Feature extraction methods related to medial loci are discussed in Chapters 23 and 25. Chapter 23 introduces shock graphs to describe the topology of shapes. Compared with point- and contour-based features, these exploit the additional geometric information from adjacent contours, which makes them a powerful midlevel representation for object recognition. Chapter 25 reports certain findings that reveal the critical role of medial loci in human vision systems. It further proposes a new method to extract useful medial points using average outward flux calculation.

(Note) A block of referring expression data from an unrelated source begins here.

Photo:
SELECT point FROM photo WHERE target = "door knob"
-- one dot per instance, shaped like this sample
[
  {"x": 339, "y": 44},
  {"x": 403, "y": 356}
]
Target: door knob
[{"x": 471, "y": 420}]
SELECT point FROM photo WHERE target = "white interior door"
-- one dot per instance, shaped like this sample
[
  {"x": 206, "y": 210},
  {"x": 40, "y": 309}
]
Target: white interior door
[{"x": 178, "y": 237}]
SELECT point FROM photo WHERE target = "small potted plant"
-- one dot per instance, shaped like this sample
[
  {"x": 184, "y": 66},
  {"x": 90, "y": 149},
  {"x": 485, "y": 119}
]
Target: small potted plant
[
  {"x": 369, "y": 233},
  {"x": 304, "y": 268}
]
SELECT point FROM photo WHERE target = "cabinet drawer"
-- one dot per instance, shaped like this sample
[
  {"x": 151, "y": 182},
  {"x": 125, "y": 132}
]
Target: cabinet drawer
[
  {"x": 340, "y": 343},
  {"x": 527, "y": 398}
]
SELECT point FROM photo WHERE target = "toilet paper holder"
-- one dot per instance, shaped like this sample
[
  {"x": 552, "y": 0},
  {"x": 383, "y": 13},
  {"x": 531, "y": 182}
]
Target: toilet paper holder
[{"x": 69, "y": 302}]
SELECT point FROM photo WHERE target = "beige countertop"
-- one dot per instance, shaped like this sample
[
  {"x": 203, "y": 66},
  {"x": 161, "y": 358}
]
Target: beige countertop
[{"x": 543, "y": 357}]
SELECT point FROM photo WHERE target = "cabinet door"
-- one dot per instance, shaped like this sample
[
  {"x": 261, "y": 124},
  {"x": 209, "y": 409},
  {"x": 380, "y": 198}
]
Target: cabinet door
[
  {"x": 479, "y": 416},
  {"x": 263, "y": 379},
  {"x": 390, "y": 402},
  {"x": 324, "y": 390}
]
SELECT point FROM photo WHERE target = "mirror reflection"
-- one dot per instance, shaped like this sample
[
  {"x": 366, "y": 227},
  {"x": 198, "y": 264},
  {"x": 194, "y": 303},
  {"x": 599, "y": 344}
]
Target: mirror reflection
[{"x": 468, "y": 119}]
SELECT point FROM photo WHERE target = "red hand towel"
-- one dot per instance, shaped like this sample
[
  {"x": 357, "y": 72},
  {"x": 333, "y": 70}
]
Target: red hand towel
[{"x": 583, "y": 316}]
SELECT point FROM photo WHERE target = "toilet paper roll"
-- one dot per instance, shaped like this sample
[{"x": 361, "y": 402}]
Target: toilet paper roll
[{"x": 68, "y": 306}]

Overall, the book is very well written with expert insights into the development and current state of the art in human and computer vision research. Each chapter, though written independently, is quite complete and rich in content, background, and visions for the future. This book is an excellent attempt at presenting and understanding different object recognition paradigms and philosophies in both human and computer vision and can serve as a comprehensive resource for students and researchers alike.
Jie Yu joined Kodak Research Laboratories in 2007 as a research scientist. He received his PhD in computer science at the University of Texas at San Antonio. His research interests include multimedia information retrieval, machine learning, computer vision, and pattern recognition. He has published over 20 journal articles, conference papers, and book chapters in these fields. He received the Best Poster Paper Award of ACM CIVR 2008, the Student Paper Contest Winner Award of IEEE ICASSP 2006 and Presidential Dissertation Award of UTSA in 2006. He is a member of IEEE and ACM.
Dhiraj Joshi completed his PhD in computer science from Penn State University and joined Kodak Research Laboratory in 2007. His research interests include contextual inference-based image understanding, large-scale image retrieval, and content analysis in multimedia. He has been a research intern at IBM T.J. Watson Research Labs, New York, and the IDIAP Research Institute, Switzerland. In 2006, he was selected as an emerging leader in multimedia research to present at the Watson Emerging Leaders in Multimedia Workshop. He co-organized a special session on Image Aesthetics, Moods, and Emotions at the IEEE International Conference on Image Processing, 2008. He is a member of IEEE and currently serves as a Rochester chapter vice-chair of IEEE Signal Processing Society.